A genetic disease that is seen in all breeds of cats is Polycystic Kidney Disease (PKD). There has been noted a higher prevalence of PKD in Persian cats and other long-haired, pure-bred cats related to Persians. Quite simply, cysts develop within the kidneys, getting larger and more numerous as the cat ages. As the cysts take up more room in the kidneys, there is ever decreasing functional tissue. Eventually, limited kidney function deteriorates to kidney failure. The gene involved has such a potent affect, that those animals that are homozygous (they received the same "bad" gene from each parent) will not survive past kitten hood, many dying before birth. The heterozygous cats are the ones that will live to maturity and beyond. Clinically, the disease does not make itself known until the afflicted animal is already of breeding age.

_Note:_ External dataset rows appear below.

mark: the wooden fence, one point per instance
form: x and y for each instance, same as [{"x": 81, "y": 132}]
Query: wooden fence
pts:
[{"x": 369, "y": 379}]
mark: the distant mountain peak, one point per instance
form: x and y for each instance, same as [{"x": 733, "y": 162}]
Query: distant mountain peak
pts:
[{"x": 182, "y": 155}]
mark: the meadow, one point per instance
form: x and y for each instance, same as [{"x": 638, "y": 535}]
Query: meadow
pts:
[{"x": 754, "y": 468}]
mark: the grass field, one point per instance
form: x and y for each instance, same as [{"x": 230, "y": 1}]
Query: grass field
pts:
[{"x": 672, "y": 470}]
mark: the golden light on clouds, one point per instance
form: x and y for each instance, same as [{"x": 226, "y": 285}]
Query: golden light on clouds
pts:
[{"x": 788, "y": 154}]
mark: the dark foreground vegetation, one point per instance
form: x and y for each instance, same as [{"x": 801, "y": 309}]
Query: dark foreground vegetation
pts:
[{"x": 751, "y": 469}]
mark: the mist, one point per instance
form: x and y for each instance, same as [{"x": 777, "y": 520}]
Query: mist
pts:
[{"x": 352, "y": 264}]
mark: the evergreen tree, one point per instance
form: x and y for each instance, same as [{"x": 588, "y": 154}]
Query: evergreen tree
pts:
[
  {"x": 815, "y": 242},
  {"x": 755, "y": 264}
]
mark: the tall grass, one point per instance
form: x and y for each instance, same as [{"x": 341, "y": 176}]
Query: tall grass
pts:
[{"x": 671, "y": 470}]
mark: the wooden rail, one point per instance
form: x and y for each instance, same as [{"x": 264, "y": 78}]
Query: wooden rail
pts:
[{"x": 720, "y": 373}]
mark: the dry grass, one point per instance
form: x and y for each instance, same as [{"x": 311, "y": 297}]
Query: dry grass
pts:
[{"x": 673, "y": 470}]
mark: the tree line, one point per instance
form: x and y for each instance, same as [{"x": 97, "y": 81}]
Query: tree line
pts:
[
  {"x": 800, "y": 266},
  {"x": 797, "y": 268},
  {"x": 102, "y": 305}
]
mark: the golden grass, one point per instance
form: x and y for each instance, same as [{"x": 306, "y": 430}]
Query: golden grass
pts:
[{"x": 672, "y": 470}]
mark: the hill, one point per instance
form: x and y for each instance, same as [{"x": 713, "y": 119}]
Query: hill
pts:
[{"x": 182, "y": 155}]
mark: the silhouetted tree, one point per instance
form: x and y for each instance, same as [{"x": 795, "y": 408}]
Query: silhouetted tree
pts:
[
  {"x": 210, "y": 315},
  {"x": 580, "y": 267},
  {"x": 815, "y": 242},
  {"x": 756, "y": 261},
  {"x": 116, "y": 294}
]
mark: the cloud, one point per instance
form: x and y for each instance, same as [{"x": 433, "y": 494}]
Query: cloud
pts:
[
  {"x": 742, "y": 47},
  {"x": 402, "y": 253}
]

Luckily, ultrasonography can be used to screen all pure-bred long-haired cats at about 12 months of age. The presence of three cysts or more between the two kidneys indicates the presence of PKD. Breeders can use this valuable tool to find which of their potential breeding animals may carry the gene and then spaying or neutering that animal to prevent proliferation of the gene. Theoretically, PKD could be eliminated this way.
There is a genetic disease in Devon Rex cats which causes a muscle disorder, called spasticity. It takes two identical genes to be present for the disease to manifest itself, indicating that both of the parents are carriers for the disease. It is readily apparent when a cat is afflicted as the animal shows locomotor problems between 6 weeks and 20 weeks of age. The head and neck are the regions most affected. The characteristic signs serve to diagnose the affected cat. Unfortunately, there is not yet a genetic test to identify the carriers. The carriers are heterozygous for the responsible gene, having a normal "good" gene and a "bad" gene present. Outwardly, the cat appears totally normal. When that animal breeds, it is going to pass on either the good or bad gene. Because of this, when a spastic cat is born, it is obvious that both parents are carriers. Therefore, it is best if those two animals and all of the kittens from that breeding are spayed or neutered to prevent future breeding.
Part of the effort towards improving the health of our cats, is in finding those genetic diseases that are impacted nutritionally. Through genetic testing where possible, selective breeding and nutritional management, breeders play a key role in decreasing, possibly even eliminating, genetic diseases in their cats breed.